Peking zeigte derweil Hongkong erneut in drastischer Weise seine Sicht der Dinge auf, indem es seinen Anspruch auf die alleinige Entscheidungsgewalt über Hongkongs Verfassung bekräftigte. Der chinesische Volkskongress sei die einzige Institution, die Entscheidungen über die Verfassung der Sonderverwaltungszone treffen könne, sagte Parlamentssprecher Zang Tiewei laut staatlichen chinesischen Medien am Dienstag.

Hintergrund ist das Urteil des Obersten Gerichts in Hongkong, das das von der Hongkonger Regierung verhängte Vermummungsverbot am Montag aufgehoben hatte. Zang betonte, nur der Nationale Volkskongress habe das Recht, darüber zu entscheiden, ob ein Gesetz mit der Verfassung Hongkongs übereinstimme. Das Urteil habe Hongkongs Regierungschefin Lam und die Stadtregierung "stark geschwächt".

Appell zum Dialog

Die Europäische Union rief angesichts der Eskalation der Gewalt in Hongkong alle Seiten zu Zurückhaltung aufgerufen. "Jegliche Gewalt ist unannehmbar", erklärte die EU-Aussenbeauftragte Federica Mogherini am Montagabend in Brüssel. Beide Seiten müssten deeskalieren. Sie forderte zugleich die Sicherheitskräfte auf, "streng verhältnismässig vorzugehen und Grundrechte wie das Recht auf Versammlungsfreiheit" zu respektieren.
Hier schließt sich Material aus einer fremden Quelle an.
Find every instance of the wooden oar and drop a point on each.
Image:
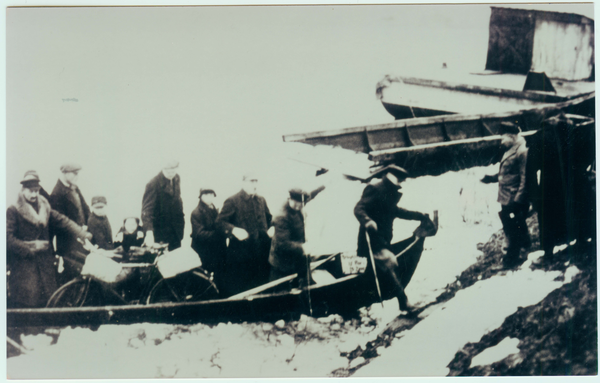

Eine Lösung des Konflikts sei nur durch "ernsthaften Dialog" zu erreichen, erklärte Mogherini. Zugleich erinnerte sie daran, dass die bei der Übergabe der ehemaligen britischen Kronkolonie 1997 festgehaltenen Autonomierechte Hongkongs im Rahmen der Regelung "Ein Land, zwei Systeme" Bestand haben müssten.

Die seit sechs Monaten andauernden Proteste gegen die pro-chinesische Regierung erreichen seit der vergangenen Woche ein neues Ausmass. Die Aktivisten weiteten ihre Aktionen mit Blockaden an verschiedenen Stellen aus, um die Kapazitäten der Polizei auf die Probe zu stellen. Schulen blieben geschlossen, der öffentliche Nahverkehr kam fast völlig zum Erliegen und Hauptstrassen wurden blockiert.